Concept in Scots law

In Scots law, tailzie (/ˈteɪli/) is a feudal concept of the inheritance of immovable property according to an arbitrary course that has been laid out, such as in a document known as a "deed of tailzie". It was codified by the Entail Act 1685.

Tailzie is similar to the common law concept of fee tail, as the "heir in tailzie" is entailed to the property. An "heir in tailzie" could not sell the property so inherited, except to the feu superior (that is, to the holder of the dominum directum of the feu).

Other spellings of the word are tailie, taillie, tailze, tailyie, tailye, taylzie, teally, teilzie, telyie, teylyie tyle, talyee.

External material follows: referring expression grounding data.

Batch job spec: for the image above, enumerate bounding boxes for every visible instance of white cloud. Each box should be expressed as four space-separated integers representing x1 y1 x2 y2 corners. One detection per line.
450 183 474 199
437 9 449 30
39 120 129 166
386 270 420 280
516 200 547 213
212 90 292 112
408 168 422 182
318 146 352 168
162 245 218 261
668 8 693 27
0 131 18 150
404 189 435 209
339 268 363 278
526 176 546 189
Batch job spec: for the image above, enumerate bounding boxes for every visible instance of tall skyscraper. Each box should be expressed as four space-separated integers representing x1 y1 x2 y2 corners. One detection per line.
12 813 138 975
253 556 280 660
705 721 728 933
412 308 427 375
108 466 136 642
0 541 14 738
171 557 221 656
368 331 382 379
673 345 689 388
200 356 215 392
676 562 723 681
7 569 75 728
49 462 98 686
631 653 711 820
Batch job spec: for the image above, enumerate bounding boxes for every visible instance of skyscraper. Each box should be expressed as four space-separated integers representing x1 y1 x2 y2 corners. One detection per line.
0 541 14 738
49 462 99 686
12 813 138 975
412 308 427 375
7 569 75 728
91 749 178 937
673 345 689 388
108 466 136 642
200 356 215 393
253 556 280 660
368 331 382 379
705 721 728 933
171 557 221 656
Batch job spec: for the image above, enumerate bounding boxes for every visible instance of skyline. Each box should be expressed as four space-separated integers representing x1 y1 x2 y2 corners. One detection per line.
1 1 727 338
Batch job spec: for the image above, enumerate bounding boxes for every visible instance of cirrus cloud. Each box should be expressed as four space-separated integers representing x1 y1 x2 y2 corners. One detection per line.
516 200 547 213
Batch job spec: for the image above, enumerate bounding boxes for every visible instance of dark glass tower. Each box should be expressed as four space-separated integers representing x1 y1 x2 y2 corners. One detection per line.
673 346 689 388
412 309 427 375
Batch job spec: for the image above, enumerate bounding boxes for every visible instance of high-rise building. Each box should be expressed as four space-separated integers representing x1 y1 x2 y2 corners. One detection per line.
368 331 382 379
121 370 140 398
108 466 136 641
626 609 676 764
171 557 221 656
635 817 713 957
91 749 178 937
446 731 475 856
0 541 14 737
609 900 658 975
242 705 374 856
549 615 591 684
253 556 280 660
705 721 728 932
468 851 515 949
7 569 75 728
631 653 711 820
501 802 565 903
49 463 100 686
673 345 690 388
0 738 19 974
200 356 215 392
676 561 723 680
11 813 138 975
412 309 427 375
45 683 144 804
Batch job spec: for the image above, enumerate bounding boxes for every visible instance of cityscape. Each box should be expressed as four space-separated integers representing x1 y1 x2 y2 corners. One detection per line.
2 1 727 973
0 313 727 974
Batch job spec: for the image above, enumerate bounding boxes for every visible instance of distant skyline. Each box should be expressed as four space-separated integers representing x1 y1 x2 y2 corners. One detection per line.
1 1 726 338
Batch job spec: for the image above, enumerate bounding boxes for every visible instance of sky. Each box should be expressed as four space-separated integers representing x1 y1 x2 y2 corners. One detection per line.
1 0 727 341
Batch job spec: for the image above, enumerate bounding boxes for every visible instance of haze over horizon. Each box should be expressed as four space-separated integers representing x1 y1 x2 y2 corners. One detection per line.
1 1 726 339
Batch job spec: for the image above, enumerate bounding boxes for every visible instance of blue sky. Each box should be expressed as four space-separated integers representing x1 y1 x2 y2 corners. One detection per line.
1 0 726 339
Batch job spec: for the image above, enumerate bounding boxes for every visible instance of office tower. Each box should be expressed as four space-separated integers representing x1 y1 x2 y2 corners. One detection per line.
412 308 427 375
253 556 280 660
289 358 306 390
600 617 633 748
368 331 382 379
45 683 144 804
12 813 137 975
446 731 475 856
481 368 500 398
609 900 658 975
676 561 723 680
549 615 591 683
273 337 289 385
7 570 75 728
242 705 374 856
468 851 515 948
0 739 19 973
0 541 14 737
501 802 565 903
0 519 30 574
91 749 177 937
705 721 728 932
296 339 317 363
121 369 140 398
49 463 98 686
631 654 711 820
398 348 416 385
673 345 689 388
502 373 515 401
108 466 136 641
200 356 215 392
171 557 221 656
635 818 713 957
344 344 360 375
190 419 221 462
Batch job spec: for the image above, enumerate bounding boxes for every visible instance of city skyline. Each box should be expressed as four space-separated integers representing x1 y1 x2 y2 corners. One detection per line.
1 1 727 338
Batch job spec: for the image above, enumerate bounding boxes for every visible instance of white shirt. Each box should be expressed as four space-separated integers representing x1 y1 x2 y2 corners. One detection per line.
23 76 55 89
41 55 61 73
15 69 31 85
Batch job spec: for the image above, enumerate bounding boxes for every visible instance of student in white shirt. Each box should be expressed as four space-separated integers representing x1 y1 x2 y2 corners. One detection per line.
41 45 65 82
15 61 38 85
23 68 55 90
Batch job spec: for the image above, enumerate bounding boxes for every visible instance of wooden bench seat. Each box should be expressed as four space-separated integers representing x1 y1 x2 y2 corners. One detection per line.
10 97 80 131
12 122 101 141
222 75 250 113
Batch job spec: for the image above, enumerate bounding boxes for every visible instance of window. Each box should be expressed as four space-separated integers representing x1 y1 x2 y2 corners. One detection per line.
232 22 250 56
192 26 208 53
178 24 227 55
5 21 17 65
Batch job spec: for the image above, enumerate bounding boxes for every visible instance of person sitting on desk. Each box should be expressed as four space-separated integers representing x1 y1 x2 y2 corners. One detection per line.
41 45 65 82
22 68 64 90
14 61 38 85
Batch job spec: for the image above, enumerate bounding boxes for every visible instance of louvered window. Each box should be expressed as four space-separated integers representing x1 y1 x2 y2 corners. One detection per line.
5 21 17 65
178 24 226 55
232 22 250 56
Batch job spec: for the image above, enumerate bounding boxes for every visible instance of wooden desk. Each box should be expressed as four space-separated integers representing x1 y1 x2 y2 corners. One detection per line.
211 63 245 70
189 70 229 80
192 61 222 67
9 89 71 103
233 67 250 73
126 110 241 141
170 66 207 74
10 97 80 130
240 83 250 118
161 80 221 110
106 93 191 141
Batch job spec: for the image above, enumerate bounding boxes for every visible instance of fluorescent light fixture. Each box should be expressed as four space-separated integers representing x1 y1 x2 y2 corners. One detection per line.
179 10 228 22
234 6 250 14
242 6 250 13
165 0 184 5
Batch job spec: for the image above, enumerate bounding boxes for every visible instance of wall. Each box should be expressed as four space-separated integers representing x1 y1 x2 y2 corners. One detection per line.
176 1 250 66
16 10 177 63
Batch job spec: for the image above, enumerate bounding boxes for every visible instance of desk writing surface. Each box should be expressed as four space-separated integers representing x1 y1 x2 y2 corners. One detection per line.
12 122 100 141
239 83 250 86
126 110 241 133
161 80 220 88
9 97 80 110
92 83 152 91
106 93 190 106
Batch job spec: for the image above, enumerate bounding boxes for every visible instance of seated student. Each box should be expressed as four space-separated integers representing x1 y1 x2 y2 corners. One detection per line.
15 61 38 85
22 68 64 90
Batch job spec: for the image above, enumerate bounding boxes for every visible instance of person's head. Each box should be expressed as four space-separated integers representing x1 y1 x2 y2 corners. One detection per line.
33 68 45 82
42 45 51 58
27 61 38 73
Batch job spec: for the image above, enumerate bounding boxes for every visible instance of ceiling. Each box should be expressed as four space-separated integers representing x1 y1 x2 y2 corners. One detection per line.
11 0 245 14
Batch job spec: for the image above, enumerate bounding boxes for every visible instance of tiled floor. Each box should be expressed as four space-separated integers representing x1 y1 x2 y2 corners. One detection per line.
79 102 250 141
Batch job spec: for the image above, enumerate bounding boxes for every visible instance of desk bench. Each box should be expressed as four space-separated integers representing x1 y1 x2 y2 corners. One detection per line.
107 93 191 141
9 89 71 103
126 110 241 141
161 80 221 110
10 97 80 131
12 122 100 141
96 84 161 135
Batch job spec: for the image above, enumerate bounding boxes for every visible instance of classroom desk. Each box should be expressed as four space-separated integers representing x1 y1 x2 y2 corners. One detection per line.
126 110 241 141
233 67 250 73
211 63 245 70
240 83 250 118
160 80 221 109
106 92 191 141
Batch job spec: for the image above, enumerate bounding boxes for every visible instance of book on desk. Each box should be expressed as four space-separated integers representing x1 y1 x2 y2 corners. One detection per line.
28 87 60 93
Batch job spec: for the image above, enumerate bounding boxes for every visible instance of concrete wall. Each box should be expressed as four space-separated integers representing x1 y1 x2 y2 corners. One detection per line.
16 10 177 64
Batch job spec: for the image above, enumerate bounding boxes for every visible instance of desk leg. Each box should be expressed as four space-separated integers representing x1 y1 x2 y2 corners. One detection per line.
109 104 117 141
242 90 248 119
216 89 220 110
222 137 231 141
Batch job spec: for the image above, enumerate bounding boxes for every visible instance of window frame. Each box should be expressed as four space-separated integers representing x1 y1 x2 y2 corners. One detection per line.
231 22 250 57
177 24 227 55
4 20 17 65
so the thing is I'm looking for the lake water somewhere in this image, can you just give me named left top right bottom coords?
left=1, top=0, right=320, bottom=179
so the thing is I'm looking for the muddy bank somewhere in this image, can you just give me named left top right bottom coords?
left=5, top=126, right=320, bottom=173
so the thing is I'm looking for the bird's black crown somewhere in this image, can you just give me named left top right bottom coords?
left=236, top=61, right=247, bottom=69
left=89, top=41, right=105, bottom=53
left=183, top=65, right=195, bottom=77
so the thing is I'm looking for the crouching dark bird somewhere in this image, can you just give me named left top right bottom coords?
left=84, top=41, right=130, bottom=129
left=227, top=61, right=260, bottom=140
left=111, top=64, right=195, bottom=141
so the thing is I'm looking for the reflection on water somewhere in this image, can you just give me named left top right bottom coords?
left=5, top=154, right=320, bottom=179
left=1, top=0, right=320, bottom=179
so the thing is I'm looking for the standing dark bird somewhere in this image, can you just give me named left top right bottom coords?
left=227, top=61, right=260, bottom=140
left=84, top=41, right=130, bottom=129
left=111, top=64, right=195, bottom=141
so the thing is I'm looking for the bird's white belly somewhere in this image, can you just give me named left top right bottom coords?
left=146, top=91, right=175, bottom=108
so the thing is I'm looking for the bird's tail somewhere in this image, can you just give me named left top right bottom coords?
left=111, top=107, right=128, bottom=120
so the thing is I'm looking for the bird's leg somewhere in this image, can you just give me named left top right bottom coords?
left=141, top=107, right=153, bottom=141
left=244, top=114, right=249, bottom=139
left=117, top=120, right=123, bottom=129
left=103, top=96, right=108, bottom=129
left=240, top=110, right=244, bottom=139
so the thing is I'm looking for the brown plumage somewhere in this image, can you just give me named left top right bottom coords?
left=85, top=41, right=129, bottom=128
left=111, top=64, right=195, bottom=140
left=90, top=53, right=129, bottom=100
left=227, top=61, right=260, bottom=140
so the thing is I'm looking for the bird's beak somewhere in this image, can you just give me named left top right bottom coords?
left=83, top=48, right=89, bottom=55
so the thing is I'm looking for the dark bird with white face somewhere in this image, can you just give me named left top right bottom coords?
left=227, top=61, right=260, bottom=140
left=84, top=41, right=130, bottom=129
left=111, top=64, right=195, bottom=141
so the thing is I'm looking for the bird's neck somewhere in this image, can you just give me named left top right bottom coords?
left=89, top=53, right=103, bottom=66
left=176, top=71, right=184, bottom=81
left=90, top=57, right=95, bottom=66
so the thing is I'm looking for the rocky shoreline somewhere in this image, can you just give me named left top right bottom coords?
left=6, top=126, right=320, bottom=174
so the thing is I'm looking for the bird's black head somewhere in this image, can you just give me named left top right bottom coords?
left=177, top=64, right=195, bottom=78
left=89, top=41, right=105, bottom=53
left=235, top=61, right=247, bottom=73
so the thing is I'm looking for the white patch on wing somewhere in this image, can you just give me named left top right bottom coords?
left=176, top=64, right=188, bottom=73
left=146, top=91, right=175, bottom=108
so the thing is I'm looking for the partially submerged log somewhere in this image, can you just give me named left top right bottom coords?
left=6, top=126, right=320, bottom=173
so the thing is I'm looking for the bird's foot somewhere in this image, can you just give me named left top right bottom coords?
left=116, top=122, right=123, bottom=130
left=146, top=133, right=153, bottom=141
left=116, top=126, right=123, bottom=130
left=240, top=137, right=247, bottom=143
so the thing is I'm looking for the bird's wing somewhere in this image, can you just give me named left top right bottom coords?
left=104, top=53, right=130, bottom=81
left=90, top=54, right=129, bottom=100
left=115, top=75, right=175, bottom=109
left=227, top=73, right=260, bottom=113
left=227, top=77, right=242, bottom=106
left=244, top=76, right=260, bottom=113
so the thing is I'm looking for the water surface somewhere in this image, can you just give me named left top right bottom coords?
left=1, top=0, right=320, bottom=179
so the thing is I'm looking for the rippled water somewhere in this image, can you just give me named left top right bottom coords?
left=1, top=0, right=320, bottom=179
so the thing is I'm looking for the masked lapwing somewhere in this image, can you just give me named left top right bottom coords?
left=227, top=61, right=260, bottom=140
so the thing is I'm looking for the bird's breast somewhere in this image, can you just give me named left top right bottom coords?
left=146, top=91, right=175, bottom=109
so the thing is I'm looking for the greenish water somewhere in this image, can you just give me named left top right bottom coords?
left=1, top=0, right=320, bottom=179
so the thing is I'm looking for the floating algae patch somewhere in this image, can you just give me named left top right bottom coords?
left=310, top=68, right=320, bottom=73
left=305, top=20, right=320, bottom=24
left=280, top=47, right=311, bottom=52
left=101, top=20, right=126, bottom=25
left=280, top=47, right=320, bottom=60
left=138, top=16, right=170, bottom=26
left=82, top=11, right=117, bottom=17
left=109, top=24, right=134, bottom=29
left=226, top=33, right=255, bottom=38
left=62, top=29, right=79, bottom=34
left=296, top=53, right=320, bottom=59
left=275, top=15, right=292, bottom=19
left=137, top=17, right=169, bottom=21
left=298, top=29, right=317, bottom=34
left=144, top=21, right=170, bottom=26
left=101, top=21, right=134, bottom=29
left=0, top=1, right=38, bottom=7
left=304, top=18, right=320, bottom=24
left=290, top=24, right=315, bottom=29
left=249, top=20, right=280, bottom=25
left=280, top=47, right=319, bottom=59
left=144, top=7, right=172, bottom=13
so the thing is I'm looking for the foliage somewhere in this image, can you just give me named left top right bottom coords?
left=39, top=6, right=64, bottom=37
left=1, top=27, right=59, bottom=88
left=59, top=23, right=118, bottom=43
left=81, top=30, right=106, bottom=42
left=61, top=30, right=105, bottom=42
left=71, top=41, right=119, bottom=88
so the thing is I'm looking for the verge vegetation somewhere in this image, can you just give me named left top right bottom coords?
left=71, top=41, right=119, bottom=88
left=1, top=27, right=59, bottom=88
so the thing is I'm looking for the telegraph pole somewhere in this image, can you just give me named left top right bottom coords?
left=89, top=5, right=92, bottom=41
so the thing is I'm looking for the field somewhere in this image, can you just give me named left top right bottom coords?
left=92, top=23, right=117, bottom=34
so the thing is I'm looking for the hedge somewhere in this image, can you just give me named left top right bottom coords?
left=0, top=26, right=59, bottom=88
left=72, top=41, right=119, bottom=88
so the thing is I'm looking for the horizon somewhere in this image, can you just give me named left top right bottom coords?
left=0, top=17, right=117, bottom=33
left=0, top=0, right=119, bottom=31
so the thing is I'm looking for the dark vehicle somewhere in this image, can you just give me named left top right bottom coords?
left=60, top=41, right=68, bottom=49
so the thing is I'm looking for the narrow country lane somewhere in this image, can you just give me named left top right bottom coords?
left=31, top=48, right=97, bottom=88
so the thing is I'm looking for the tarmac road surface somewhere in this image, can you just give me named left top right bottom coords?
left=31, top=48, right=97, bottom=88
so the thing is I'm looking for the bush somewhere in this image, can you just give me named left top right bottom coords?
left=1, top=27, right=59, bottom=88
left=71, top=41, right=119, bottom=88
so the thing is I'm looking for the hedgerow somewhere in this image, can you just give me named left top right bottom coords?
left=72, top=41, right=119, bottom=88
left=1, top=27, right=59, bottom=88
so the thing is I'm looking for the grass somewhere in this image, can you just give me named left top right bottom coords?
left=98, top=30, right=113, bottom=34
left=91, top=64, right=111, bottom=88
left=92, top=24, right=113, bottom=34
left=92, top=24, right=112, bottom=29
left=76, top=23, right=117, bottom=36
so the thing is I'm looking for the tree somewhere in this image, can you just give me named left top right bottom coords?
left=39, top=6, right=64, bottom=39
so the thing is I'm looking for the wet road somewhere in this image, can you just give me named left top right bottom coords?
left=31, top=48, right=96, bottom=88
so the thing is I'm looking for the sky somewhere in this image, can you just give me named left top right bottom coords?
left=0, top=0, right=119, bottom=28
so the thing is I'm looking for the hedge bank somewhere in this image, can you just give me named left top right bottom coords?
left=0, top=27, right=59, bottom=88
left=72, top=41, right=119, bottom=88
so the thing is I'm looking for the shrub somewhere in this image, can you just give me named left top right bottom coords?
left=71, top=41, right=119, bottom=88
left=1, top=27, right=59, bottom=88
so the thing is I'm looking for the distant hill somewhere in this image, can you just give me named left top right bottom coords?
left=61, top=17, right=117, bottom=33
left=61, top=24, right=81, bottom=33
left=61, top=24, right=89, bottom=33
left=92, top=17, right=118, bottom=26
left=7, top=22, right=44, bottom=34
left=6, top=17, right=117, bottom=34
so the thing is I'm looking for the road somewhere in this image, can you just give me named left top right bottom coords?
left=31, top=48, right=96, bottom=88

It is derived from the Old French tailler 'to cut' and taille 'cutting'. The 'z' was, until the simplification of printing to 26 characters, a yogh (tailȝie) and so is not sounded.

==Additional explanations==
The Entail Amendment Act 1848 gave all heirs in tailzie power to apply to the Court of Session to cease the deed of tailzie, compensate respective claims, thus take estate possession in fee simple. Part 5 of the Abolition of Feudal Tenure etc. (Scotland) Act 2000 disentailed all entailed land in Scotland and required the Keeper of the Registers of Scotland to close the Register of Entails.